2) La dimension de l'analyse textuelle. Ici, je compte examiner la façon dont est esthétiquement et narrativement présenté ce que l'on peut voir des parlements. Où sont disposées les caméras dans l'enceinte des parlements? Quels extraits des débats parlementaires montre-t-on? De quelle façon le "mode narratif" choisi positionne-t-il le public qu'il souhaite avoir? Quelles différences existe-t-il entre les medias télévision et Internet? C'est ici que j'utiliserai les théories et méthodes de l'analyse littéraire et des sciences de la communication.

3) La dimension du système médiatique. Par le changement technologique ainsi que par le développement institutionnel du paysage médiatique, l'environnement des parlements change et, donc, leurs stratégies face aux medias. Ici, les questions intéressantes sont : comment se comportent la logique du système politique et du système médiatique l'une envers l'autre, quels effets a sur l'autoreprésentation des parlements un changement structurel du public médiatique? Pour ce faire, je prévoie des analyses menées à l'aide de la théorie des médias et de la théories des systèmes.


Ces dimensions générales fourniront le cadre de l'analyse historique et sociologique. Cependant, chacun des trois cas implique l'étude de points qui leur sont particuliers, vu des situations de départ très différentes (pour ne pas dire opposées):

En France, l'influence politique de l'Assemblée nationale a été considérablement diminuée par la constitution de la Ve République. Depuis les années 90, cette situation a quelque peu changé du fait de reformes constitutionnelles. Reste toutefois la question fondamentale de savoir comment la perte de signification de cette institution, qui a joué un rôle si important dans la tradition philosophico-politique française, se reflète dans la conscience qu'elle a de soi et son autoreprésentation publique.

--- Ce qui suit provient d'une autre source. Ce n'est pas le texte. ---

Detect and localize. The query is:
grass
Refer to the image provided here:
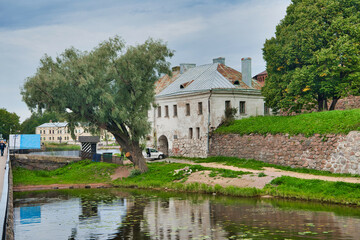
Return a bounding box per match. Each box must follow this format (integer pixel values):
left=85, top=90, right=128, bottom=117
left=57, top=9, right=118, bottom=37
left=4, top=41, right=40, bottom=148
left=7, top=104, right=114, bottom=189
left=181, top=156, right=360, bottom=177
left=264, top=176, right=360, bottom=205
left=13, top=160, right=118, bottom=186
left=45, top=143, right=81, bottom=151
left=13, top=160, right=360, bottom=205
left=215, top=109, right=360, bottom=137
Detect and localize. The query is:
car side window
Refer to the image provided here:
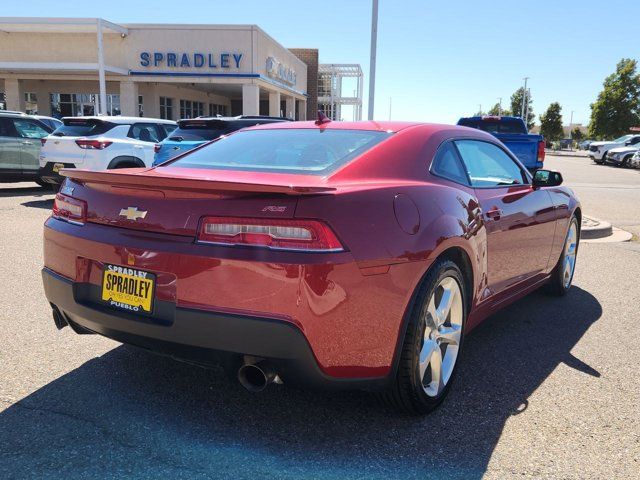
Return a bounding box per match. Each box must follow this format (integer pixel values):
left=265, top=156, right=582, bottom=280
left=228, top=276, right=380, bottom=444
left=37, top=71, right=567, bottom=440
left=431, top=142, right=469, bottom=185
left=13, top=118, right=49, bottom=138
left=0, top=118, right=16, bottom=137
left=455, top=140, right=529, bottom=188
left=128, top=123, right=160, bottom=142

Dans le cas allemand, la situation de 1949 était différente: la tradition anti-parlementaire en Allemagne devait être surmontée. En même temps, pour la première fois, les Allemands pouvaient voir ce qui se passait au sein même d'un parlement dédaigné.

Comment peut-on évaluer l'essai du Bundestag d'utiliser les mass medias pour augmenter l'acceptation du parlement et, ainsi, celle du système parlementaire?

Dans le cas du parlement européen, il faut encore - au contraire de cas nationaux, où les parlements peuvent toujours compter sur un public déjà existant - construire un public européen. Quelles sont ici les conditions de production du public par les mass medias?

Mon hypothèse principale (développée avant tout pour le cas allemand) est que les parlements sont passés d'une stratégie de défense contre les medias, destinée à protéger l'arcanum politique, à la position contraire selon laquelle une grande présence du parlement dans les medias est désirable. Je ne présuppose donc pas simplement que la politique est devenue plus transparente, mais aussi que les parlements ont l'intention de susciter l'impression qu'ils travaillent toujours de façon routinière. Si cette hypothèse est juste, elle signale alors que la position du système politique dans la société a changé. Sur le plan théorique, la thèse se propose de contribuer à la compréhension non seulement du rapport entre politique et medias, mais aussi des conditions médiatiques dans lesquelles la politique postmoderne fonctionne.